I have a bowl of this marinara in the fridge pretty much at all times. It can be used on pasta, pizza sauce, dipping sauce for bread, etc. I probably don’t need to explain how to eat marinara.
Ingredients:
1/4 cup extra virgin olive oil
2 cloves fresh garlic
2 cans of whole san marzano style tomatoes (it’s ok to use the cheaper generic/kroger brand ones, but better tomatoes will make for better sauce)
2 tablespoon tomato paste
1 teaspoon dried italian seasoning (oregano also works)
2 teaspoon of kosher salt, and additional to taste
optional - pepper and/or red pepper flakes if you want a little heat
Cooking directions:
Drain whole san marzano tomatoes and set aside.
In a medium saucepan, bring 1/4 cup of olive oil to medium heat.
Crush garlic cloves and add to oil, lightly toasting them but do not brown them, about 2-3 minutes
Add tomato paste, and cookie in garlic/oil mixture for a couple minutes to let the flavors combine
Add tomatoes to mixture.
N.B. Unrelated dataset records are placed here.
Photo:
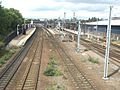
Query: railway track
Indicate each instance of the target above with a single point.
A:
(114, 54)
(25, 77)
(80, 80)
(8, 72)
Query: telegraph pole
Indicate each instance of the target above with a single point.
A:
(107, 46)
(78, 39)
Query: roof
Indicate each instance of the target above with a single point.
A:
(105, 22)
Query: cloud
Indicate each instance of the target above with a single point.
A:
(89, 1)
(56, 8)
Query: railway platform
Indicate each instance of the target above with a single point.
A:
(20, 40)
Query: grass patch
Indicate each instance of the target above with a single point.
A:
(55, 87)
(52, 69)
(6, 55)
(93, 60)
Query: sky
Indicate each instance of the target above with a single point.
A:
(83, 9)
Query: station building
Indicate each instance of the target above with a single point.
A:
(99, 28)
I like to crush them by hand, but using a wooden spoon also works once everything is in the pot.
Add oregano, salt, and pepper/red pepper flakes if desired. Cook for an additional 5 minutes just to tone down the raw flavor from the tomatoes, then take off heat. You’ll want to process this down into a rough mixture, so I use a temperature safe blender (vitamix) and pulse the cooked mixture 2-3 times. A food processor also works for this.